Sergey Brin, Google co-founder and husband of 23andme co-founder Anne Wojcicki, has announced that he has the gene for Parkinson’s disease and that his mother carries it to. She already has the disease, as did her aunt. Sergey has written about this on his new blog Too and it was picked up by the NY Times. Unlike the issues around Steve Jobs and his cancer, there’ll be no impact on Google’s business. If—and it’s only an “if”—Brin develops Parkinson’s it’ll be many many years from now. However, Parkinson’s is a very serious condition which people are right to dread—the father of one of my best friends has it, and his life is extremely grim.

Coincidentally I was doing my “spit” for 23andme just a few minutes ago when this story went on the NY Times site. So I can’t tell you about my results from them yet. I have though had my genome sequenced by Navigenics. Thus far none of the results have been compelling enough to make me actually do anything.

That of course is also Brin’s problem. At the moment there’s nothing he can actually do.
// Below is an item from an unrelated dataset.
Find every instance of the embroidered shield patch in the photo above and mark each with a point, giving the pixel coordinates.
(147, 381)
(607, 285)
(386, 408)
In Genomics diagnosis is now running far far ahead of capacity for treatment.

But the hope of services like 23andme, Navigenics, DeCodeMe, and others aimed at promoting cures and treatments like CollabRx and Cure Together, is that the body of knowledge from both genomics and overall patient experiences will advance fast enough that the current situation of “more diagnosis with less ability to change the outcome” will slowly change to one where knowing your likely health future will help you avert some of the worse consequences.

Let’s hope so for Sergey’s sake and all of ours.

UPDATE: Just to clarify the headline, I don’t mean that 23andme does not warrant or deserve this publicity, or that they have done anything at all bad here. When I say "unwanted" I mean they are getting publicity for their service because of a situation that no one would want to happen to them (or to Sergey Brin). But of course that’s true for many many great health care services of all stripes.